資本金が多い&少ないメリット・デメリットを一覧比較!あなたの会社に最適な金額は?

会社の設立準備を進める中で、「資本金は多い方がいいのか、少ない方がいいのか」と悩んでいませんか?

資本金の額は、会社の信用度や資金調達、税金の負担額に大きく影響します。

結論から言うと、最適な資本金額は事業内容や融資の必要性によって異なり、一概に多い・少ないのどちらかが正解とは言えません。

この記事では、資本金が多い場合と少ない場合のメリット・デメリットを一覧表で分かりやすく比較し、運転資金や許認可などを基にした最適な資本金の決め方を3つのポイントで解説します。

あなたの会社に合った金額を見つけるための参考にしてください。

そもそも資本金とは?会社の体力と信用を示すお金

会社を設立しようと考えたとき、多くの人が悩むのが「資本金」の金額です。

2006年の会社法改正により、理論上は資本金1円からでも株式会社を設立できるようになりました。

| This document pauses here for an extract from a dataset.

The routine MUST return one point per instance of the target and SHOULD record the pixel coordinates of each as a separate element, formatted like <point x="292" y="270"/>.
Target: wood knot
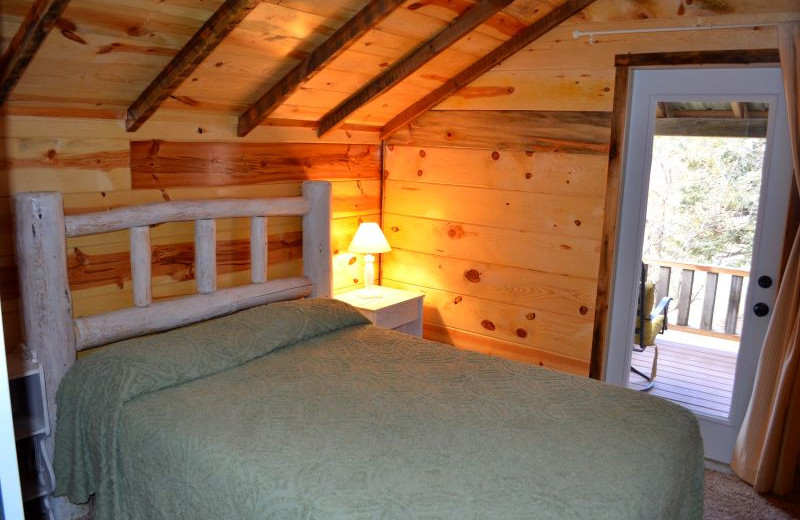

しかし、だからといって「資本金はいくらでも良い」というわけではありません。
なぜなら、資本金は会社の「事業体力」と「社会的信用」を客観的に示す、非常に重要なお金だからです。

この章では、まず資本金が持つ本質的な役割と、混同されがちな「自己資金」との違いについて詳しく解説します。

資本金には、主に2つの重要な役割があります。
それは「事業を継続するための運転資金」としての役割と、「会社の信用力を示す指標」としての役割です。

一つ目の役割は、設立したばかりの会社が事業を安定して運営するための「運転資金」です。

会社を設立しても、すぐに売上が立って利益が出るとは限りません。売上が入金されるまでの間も、事務所の家賃、従業員の給料、商品の仕入れ費用、広告宣伝費など、さまざまな支払いが発生します。

資本金は、こうした当面の支払いに充てるための元手となり、会社の体力を支える生命線となります。

二つ目の役割は、取引先や金融機関からの信用を得るための「指標」としての役割です。

資本金の額は登記事項証明書(登記簿謄本)に記載され、誰でも閲覧できます。

新しい取引先が「この会社と取引して大丈夫だろうか?」と判断する際や、金融機関が融資を検討する際に、資本金の額は必ずチェックされるポイントです。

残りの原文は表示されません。